Homebuyers are now paying an average of 4.67% for their 30-year-fixed rate mortgages—up from just 3.22% in January. The rapid increase in U.S. mortgage rates over the past few months has pushed the typical monthly payment for an American homebuyer up by more than $500, Marr said.
And with Wall Street predicting the Federal Reserve will raise interest rates as many as seven times this year—thereby increasing the cost of borrowing on everything from cars to student loans—homebuyers will likely be in for more mortgage rate increases moving forward.
The rising cost of home loans may help cool the U.S.’s red-hot housing market as higher rates will lead some borrowers to lose their mortgage eligibility due to banks’ strict debt-to-income ratio requirements.
The “abrupt” increase in interest rates particularly influences first-time homebuyers.
“We are hearing from our agents on the ground that some of the first-time homebuyers might be more sensitive to the rising rates and are some of the first ones to back out. I do think we’re probably already observing some buyers being priced out of the market at this point,” Marr said.
A whopping 64% of non-homeowners also said affordability is already a factor holding them back from buying a home, according to a Bankrate.com survey released on Wednesday.
Still, in the fourth quarter of 2021, Redfin found that a record 80% of homes are being purchased by investors who are typically cash buyers and therefore less sensitive to interest rate increases. That means, even with the recent jump in mortgage rates, home prices will likely continue to rise in the near term.

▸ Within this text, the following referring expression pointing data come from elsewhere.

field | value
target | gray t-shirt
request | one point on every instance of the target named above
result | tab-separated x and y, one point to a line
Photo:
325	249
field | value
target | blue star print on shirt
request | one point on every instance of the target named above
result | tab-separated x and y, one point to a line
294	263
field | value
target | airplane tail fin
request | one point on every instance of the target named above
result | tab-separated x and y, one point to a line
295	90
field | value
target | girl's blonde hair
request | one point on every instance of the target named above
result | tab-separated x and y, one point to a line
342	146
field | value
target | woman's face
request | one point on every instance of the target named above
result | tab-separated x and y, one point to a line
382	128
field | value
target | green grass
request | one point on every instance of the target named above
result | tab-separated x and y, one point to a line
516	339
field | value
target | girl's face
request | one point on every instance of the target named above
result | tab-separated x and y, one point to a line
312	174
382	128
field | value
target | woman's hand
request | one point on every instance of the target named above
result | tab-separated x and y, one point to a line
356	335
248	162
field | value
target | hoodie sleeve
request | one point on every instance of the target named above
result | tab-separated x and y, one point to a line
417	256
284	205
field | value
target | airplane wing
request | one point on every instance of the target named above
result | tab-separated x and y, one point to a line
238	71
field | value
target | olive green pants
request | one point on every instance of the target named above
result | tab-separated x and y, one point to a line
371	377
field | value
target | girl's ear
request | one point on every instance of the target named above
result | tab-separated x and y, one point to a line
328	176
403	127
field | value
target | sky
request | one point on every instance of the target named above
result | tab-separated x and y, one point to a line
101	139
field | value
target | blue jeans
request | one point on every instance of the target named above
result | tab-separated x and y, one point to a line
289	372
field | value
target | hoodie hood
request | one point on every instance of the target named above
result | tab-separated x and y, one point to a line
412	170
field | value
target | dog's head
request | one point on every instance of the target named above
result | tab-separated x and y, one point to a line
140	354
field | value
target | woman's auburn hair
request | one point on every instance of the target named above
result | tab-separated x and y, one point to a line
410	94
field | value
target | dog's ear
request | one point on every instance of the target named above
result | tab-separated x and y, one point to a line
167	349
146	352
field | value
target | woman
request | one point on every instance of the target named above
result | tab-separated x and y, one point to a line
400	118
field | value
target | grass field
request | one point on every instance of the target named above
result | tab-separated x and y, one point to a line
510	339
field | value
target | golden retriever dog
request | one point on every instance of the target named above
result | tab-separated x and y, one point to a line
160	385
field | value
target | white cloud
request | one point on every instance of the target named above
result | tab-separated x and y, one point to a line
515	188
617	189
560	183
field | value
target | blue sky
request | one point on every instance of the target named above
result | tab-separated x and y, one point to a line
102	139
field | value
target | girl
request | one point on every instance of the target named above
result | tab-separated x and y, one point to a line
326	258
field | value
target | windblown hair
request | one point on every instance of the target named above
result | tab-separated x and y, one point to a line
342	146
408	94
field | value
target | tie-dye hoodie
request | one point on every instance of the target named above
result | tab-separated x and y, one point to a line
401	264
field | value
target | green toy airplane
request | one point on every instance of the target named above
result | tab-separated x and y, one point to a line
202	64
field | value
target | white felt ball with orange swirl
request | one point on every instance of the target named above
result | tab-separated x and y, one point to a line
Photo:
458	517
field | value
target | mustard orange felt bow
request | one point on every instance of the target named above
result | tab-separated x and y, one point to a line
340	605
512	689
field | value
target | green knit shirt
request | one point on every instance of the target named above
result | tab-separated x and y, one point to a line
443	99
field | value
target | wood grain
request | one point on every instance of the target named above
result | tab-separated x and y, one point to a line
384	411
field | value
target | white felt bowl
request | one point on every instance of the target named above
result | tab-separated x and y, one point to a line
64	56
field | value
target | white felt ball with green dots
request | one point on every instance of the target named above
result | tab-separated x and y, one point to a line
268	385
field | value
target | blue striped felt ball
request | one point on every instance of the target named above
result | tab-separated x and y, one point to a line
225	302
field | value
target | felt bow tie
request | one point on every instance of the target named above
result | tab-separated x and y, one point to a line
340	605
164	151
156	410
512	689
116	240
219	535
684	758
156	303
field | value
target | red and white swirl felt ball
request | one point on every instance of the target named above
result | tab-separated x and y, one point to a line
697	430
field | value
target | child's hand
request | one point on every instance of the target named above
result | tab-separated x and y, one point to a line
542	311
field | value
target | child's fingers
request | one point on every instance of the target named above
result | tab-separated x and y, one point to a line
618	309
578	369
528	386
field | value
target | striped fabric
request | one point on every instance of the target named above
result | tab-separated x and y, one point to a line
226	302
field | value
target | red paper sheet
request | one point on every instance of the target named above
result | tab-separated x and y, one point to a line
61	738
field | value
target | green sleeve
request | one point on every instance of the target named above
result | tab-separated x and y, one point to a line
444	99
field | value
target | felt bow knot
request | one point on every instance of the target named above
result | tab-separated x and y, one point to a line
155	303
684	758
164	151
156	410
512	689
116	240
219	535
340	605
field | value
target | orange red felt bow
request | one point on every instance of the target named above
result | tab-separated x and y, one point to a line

Rising prices, low inventory
Average home prices have been on a tear over the past few years, rising from around $215,000 at the start of the pandemic to more than $280,000 this month.
In January alone, home prices jumped 19.2% year-over-year, a figure that dwarfs every annual price increase ahead of the 2008 U.S. housing bubble.
One of the main reasons for the rapid increase in home prices is historically low inventory. The U.S. has under-built housing over the past two decades to the tune of 5.5 million to 6.8 million homes, according to a 2021 National Realtors Association report.
Marr said single-family home inventory is near the lowest level it’s been in decades, and “as of March 27, active listings are down 22% year-over-year.”
While U.S. homebuilders have ramped up building recently to help keep pace with demand, Marr believes new construction won’t be able to boost inventory enough to lower prices in the near term.
“One in three single-family homes right now are new construction, but they’re still building about 31% below their long-run average per household,” Marr said. “So housing starts aren’t quite making that large of a dent in terms of the inventory shortage just yet.”